Question

Let \(x_1(t) = u(t+1.5) - u(t-1.5)\) and \(x_2(t)\) is shown in the figure below. For \(y(t) = x_1(t) \ast x_2(t)\), the \[ \int_{-\infty}^{\infty} y(t) \, dt \] is ___________ (rounded off to the nearest integer).

Hint:

N/A

Answer 1

Use $\displaystyle \int_{-\infty}^{\infty}(x_1 \ast x_2)(t)\,dt = \left( \int_{-\infty}^{\infty}x_1(t)\,dt \right) \left( \int_{-\infty}^{\infty}x_2(t)\,dt \right)$.

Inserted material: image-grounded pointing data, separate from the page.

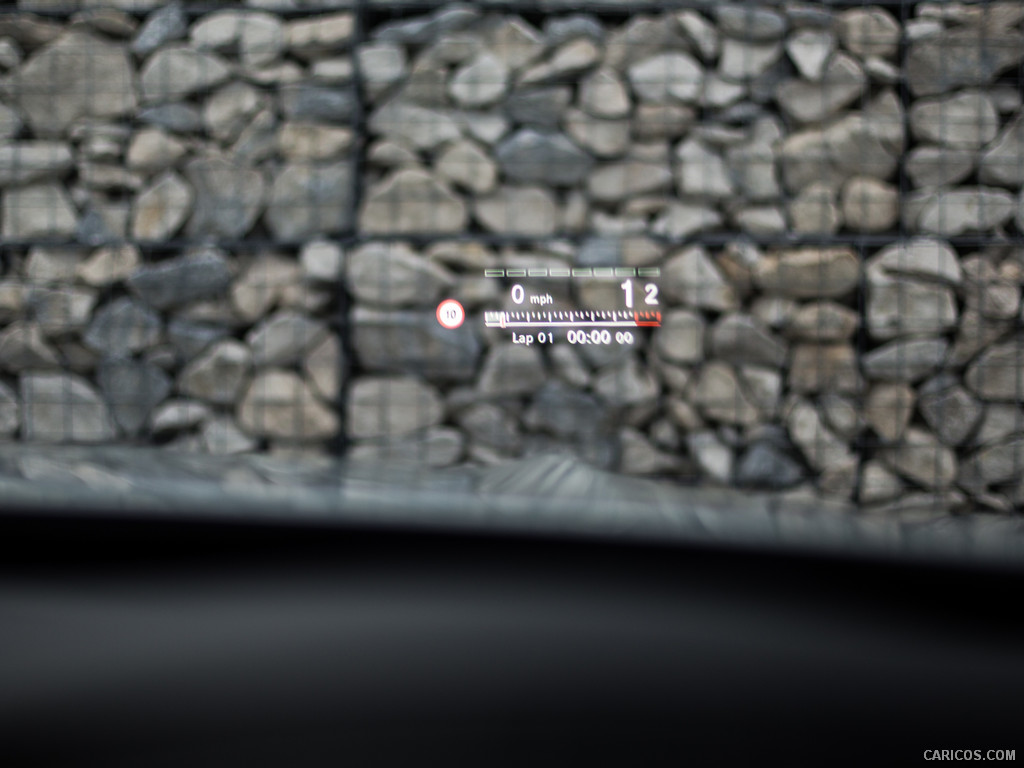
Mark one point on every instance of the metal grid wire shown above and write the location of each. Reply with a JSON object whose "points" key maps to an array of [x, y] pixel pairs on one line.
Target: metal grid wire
{"points": [[227, 229]]}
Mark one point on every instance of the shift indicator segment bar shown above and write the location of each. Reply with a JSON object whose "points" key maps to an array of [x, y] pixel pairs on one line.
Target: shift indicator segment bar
{"points": [[572, 318]]}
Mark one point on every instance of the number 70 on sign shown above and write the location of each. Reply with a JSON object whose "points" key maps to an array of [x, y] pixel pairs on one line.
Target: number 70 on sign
{"points": [[649, 290]]}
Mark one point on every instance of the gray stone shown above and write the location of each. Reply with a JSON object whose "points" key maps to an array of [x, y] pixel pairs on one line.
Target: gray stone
{"points": [[491, 426], [923, 459], [381, 66], [692, 279], [905, 359], [467, 165], [605, 138], [230, 109], [869, 32], [284, 338], [713, 457], [24, 348], [961, 57], [741, 339], [951, 212], [162, 208], [153, 150], [228, 198], [656, 122], [10, 122], [221, 435], [567, 413], [921, 258], [280, 406], [967, 119], [77, 76], [907, 307], [823, 368], [308, 200], [392, 274], [389, 407], [603, 94], [822, 321], [434, 448], [869, 205], [616, 181], [23, 162], [542, 109], [680, 338], [718, 394], [196, 275], [175, 72], [322, 366], [1003, 161], [218, 374], [10, 412], [316, 103], [997, 373], [701, 172], [412, 201], [951, 413], [123, 327], [750, 22], [766, 466], [809, 50], [163, 26], [511, 370], [638, 456], [51, 264], [809, 272], [888, 410], [667, 78], [178, 415], [518, 210], [60, 310], [480, 82], [878, 483], [262, 286], [315, 36], [258, 37], [131, 390], [322, 261], [567, 60], [701, 33], [417, 126], [550, 159], [745, 60], [190, 338], [175, 118], [814, 210], [61, 408], [998, 463], [304, 142], [627, 384], [42, 211], [806, 101], [819, 444]]}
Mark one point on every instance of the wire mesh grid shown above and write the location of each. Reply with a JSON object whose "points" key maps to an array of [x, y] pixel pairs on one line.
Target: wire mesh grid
{"points": [[773, 245]]}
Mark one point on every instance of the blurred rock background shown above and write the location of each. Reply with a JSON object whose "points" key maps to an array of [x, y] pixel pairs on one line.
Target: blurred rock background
{"points": [[226, 229]]}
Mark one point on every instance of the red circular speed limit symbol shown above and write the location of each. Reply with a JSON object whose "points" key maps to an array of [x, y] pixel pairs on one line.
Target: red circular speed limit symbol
{"points": [[451, 313]]}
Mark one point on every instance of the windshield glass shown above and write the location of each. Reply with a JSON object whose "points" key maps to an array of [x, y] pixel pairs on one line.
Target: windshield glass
{"points": [[728, 270]]}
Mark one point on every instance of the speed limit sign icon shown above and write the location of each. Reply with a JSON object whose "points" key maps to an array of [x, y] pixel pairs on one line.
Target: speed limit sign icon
{"points": [[451, 313]]}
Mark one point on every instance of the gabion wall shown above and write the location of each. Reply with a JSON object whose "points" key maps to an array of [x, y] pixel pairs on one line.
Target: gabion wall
{"points": [[226, 229]]}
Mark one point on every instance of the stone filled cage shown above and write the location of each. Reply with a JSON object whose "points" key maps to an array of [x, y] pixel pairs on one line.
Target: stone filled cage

$x_1(t) = u(t+1.5) - u(t-1.5)$ is a unit–amplitude rectangular pulse of width 3, $\Rightarrow \displaystyle \int x_1 = 3$.

From the figure, $x_2(t) = \delta(t+3) + [u(t+1)-u(t)] + \delta(t-1) + 2\delta(t-2)$, so
$\displaystyle \int x_2 = 1 + (1) + (1) + 2 = 5$.

Hence, $\displaystyle \int y(t)\,dt = (3)(5) = 15$.

\[ \boxed{15} \]